Politics
My 23-year-old son is a huge fan of Barack Obama, and calls just to talk to me about politics. I am not a fan of Obama, but somehow we manage to have not only civil but actually enjoyable conversations! (I am a fan of Mike, my son, and he seems to be less discounting of me and my opinions than he was even a few months ago. So we've go that going for us!)
One of the things we've been observing is just how much of the popular vote is really based on sound-bites and photo ops and a general "buzz" of "information" shared between voters that often has nothing to do with reality. He changed my plans for Super Tuesday by urging me to actually read the position statement of the person I was going to support in the primary, and I was amazed to find how different my belief about that candidate was from his published campaign position statements! And I love this quote from Mike just yesterday: "The first woman president will look like Katie Couric, not like Hillary Clinton. Male or female candidates are judged primarily on their appearance!"
It does take a little bit of work to educate yourself about the issues and about the candidates, but it is part of governing -- part of fulfilling the responsibility God has given each one of us under this form of representative democracy. It is interesting that we ignore all the places that scripture calls us to fulfill responsibility well (as in "care for the flock that God has entrusted to you. Watch over it willingly, not grudgingly—not for what you will get out of it, but because you are eager to serve God" and in "as each one has received a special gift, employ it in serving one another as good stewards of the manifold grace of God") and act as though we are being the faithful stewards we are called to be by fulfilling the command to submit to the governing authorities. The fact is that we are poor stewards and not in submission to God's authority in our situation if we do not participate in the process of electing those to whom we later should indeed submit. We need to read the position statements and we need to vote.
Much of spiritual and mental health can be summed up by the simple idea of fulfilling the responsibility that is indeed mine to fulfill and letting go of the need to force others to fulfill their proper responsibilities. It is my responsibility to speak the truth in love when God calls me to do that, but it is not my responsibility to make others listen. It is my responsibility to love them with agape love whether they listen or not.

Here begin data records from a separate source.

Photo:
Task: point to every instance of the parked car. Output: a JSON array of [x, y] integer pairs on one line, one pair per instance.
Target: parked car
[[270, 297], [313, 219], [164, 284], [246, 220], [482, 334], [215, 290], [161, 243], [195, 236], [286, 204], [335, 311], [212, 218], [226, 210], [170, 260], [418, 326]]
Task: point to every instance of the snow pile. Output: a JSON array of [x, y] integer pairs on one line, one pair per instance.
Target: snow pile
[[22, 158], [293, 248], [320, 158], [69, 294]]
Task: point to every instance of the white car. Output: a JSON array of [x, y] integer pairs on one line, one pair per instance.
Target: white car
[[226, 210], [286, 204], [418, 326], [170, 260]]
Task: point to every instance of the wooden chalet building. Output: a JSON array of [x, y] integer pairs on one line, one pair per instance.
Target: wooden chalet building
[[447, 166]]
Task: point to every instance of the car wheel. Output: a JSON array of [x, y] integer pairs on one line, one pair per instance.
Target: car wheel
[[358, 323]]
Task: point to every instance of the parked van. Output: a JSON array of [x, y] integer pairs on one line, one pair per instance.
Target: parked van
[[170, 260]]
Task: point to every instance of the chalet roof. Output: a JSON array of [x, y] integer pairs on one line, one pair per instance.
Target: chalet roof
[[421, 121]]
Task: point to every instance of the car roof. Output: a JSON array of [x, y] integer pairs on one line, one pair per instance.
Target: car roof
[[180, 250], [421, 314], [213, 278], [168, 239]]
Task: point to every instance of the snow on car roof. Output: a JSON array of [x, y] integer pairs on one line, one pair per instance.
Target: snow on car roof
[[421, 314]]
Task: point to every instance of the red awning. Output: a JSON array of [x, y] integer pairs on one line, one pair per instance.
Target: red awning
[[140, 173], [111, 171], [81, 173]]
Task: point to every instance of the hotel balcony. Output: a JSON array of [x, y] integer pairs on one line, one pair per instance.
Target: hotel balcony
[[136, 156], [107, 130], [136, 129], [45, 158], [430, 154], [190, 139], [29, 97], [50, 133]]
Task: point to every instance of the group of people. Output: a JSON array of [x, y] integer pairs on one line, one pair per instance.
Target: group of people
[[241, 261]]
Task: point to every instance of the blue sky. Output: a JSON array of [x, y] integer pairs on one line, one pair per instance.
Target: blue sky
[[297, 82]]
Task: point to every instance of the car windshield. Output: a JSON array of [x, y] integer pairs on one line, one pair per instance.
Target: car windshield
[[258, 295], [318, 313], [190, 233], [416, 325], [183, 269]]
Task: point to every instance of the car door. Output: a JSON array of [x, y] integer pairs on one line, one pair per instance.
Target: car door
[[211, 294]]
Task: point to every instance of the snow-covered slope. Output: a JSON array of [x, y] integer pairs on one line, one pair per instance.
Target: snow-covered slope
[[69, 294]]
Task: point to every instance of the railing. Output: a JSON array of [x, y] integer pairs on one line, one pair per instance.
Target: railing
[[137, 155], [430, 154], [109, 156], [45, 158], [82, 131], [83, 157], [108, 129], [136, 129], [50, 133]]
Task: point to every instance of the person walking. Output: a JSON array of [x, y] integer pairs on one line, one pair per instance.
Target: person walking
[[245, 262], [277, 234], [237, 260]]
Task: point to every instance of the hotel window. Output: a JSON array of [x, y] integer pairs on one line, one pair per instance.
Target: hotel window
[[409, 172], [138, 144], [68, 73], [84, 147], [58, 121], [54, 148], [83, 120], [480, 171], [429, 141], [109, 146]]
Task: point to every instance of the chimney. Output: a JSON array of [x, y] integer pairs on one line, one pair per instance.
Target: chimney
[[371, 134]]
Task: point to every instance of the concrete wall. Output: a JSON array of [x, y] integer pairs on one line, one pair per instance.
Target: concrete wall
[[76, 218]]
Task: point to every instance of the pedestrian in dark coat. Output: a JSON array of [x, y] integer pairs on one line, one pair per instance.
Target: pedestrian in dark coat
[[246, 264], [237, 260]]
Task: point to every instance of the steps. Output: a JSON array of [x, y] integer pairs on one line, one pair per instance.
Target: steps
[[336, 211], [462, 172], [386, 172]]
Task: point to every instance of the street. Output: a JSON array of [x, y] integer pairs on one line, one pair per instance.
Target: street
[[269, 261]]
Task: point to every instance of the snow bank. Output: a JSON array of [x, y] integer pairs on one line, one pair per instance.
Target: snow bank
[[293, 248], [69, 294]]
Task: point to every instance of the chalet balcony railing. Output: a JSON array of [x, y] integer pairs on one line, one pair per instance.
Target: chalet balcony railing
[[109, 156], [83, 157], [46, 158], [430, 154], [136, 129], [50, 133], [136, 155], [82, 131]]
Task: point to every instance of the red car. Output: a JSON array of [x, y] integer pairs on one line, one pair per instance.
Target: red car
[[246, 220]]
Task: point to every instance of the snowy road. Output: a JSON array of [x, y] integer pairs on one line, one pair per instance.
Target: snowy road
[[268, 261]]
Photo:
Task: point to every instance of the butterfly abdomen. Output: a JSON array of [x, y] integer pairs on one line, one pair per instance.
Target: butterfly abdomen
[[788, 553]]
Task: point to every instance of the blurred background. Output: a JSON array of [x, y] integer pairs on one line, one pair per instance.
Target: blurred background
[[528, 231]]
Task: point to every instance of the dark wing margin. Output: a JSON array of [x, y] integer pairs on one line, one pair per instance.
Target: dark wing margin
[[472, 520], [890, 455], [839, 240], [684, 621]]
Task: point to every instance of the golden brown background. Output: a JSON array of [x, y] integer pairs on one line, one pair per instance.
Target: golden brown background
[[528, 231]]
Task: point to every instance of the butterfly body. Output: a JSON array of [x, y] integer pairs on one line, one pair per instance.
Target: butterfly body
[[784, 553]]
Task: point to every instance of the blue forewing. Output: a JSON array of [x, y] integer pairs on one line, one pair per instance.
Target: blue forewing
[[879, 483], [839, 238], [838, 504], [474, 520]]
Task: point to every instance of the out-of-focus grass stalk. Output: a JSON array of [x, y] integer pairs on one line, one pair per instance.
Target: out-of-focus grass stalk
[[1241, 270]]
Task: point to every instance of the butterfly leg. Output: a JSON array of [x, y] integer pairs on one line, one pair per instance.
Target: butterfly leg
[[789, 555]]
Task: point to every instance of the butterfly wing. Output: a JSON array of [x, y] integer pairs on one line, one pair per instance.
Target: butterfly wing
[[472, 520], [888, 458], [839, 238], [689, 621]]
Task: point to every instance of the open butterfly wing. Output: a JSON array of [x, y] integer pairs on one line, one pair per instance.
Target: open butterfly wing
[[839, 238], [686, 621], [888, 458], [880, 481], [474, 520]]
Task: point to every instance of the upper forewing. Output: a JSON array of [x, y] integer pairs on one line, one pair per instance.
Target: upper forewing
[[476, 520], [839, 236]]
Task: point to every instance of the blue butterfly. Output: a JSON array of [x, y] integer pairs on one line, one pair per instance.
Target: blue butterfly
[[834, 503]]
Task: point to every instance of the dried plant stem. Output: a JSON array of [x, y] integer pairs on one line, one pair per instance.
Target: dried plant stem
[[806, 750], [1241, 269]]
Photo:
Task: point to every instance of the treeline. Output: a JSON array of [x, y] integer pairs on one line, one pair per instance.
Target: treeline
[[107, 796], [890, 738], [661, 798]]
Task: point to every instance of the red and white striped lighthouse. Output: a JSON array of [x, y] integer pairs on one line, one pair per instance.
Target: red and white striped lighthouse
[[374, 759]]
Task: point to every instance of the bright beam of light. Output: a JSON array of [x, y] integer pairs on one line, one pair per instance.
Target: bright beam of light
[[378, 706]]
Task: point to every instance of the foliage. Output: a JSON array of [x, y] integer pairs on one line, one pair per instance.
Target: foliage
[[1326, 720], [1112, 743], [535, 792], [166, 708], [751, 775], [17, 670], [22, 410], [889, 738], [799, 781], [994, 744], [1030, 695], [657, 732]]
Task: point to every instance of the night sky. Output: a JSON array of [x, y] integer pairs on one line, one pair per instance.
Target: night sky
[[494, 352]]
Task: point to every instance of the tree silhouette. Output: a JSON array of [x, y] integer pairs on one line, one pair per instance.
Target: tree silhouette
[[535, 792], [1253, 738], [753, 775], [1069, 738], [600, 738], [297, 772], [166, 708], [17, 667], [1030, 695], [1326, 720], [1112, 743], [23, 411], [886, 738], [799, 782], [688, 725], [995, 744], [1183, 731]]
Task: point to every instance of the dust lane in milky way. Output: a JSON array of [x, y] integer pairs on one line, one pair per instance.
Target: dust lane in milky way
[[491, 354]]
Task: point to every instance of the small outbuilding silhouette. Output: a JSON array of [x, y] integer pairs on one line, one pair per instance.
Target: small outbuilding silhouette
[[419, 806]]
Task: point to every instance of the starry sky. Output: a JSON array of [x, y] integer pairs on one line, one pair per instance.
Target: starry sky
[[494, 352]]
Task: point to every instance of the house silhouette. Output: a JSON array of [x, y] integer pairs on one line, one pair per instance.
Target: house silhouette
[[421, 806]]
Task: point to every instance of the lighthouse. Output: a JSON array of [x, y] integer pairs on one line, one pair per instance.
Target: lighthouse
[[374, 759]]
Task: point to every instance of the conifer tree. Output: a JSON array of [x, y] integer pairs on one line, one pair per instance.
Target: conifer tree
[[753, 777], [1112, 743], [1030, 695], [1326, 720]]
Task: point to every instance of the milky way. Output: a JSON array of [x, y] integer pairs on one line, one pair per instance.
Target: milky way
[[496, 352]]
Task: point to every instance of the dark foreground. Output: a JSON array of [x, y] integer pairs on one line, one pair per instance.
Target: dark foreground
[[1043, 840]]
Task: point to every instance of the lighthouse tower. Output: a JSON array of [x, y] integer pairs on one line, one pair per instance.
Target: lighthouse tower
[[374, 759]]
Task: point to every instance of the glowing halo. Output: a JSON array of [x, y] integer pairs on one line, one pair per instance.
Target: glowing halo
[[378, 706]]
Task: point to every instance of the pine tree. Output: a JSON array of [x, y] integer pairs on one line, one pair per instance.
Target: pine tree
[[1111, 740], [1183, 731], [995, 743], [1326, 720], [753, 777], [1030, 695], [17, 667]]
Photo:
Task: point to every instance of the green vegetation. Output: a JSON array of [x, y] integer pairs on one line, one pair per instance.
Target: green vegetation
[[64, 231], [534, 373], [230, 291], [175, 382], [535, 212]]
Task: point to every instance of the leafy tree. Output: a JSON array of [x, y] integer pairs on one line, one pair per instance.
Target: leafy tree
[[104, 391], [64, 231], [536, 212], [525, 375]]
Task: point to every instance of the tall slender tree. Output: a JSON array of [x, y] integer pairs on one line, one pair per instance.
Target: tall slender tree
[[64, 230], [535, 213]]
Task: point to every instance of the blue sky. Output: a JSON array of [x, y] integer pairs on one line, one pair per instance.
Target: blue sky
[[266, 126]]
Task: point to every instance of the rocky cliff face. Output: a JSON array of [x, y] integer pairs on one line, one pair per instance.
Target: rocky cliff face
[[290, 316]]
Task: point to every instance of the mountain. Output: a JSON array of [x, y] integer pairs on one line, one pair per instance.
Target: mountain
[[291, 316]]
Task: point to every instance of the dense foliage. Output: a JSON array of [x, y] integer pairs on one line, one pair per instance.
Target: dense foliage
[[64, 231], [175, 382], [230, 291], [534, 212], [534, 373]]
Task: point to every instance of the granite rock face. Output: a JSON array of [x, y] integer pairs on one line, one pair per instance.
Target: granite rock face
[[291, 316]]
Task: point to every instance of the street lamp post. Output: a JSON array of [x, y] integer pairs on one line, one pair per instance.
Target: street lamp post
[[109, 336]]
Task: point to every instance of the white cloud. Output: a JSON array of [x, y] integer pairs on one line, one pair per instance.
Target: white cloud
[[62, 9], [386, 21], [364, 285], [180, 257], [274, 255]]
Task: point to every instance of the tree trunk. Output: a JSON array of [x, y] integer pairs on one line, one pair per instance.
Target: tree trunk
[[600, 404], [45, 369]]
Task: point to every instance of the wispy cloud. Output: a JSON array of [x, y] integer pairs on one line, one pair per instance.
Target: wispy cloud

Our presbyterian churches and denominations are full of people who get all these concepts, and also full of us who do not. American representative democracy was created out of the concepts of presbyterian polity, and many of us presbyterians have a good grasp of our proper political responsibilities in our national process but miss the connection to our responsibilities in our church governance. Presbyterian polity is also based on the concept of a representative stewardship of authority on behalf of the whole congregational body, yet we err either on the side of neglect of the "bottom up" responsibilities to pick leaders and voice our perceptions of truth or on the side of neglect of the "top down" responsibilities to truly act as stewards of the well-being of the whole body as seen from the perspective of those not in leadership. (This is not to say that those in leadership positions are not first responsible to God. It is to say that we all are first responsible to God, and that He speaks through all the perspectives in the Body of believers as we live life and interact with Scripture together.) Here again, "submission to authority" means educating ourselves as to the issues and voicing our perception of truth as we listen to every other voiced perception. Anything else is irresponsible.
In both arenas -- presbyterian polity and American representative democracy -- God has called those at the bottom to exercise their responsibility just as deliberately as those at the top. If we do not, we will be held responsible by Him for the errors of those in elected leadership, despite our weak excuses of powerlessness.
And I thought I could just "opt out" because I needed to put away my clean laundry or because I'd filled my life so full of social commitments and other actual responsibilities! Oh, well!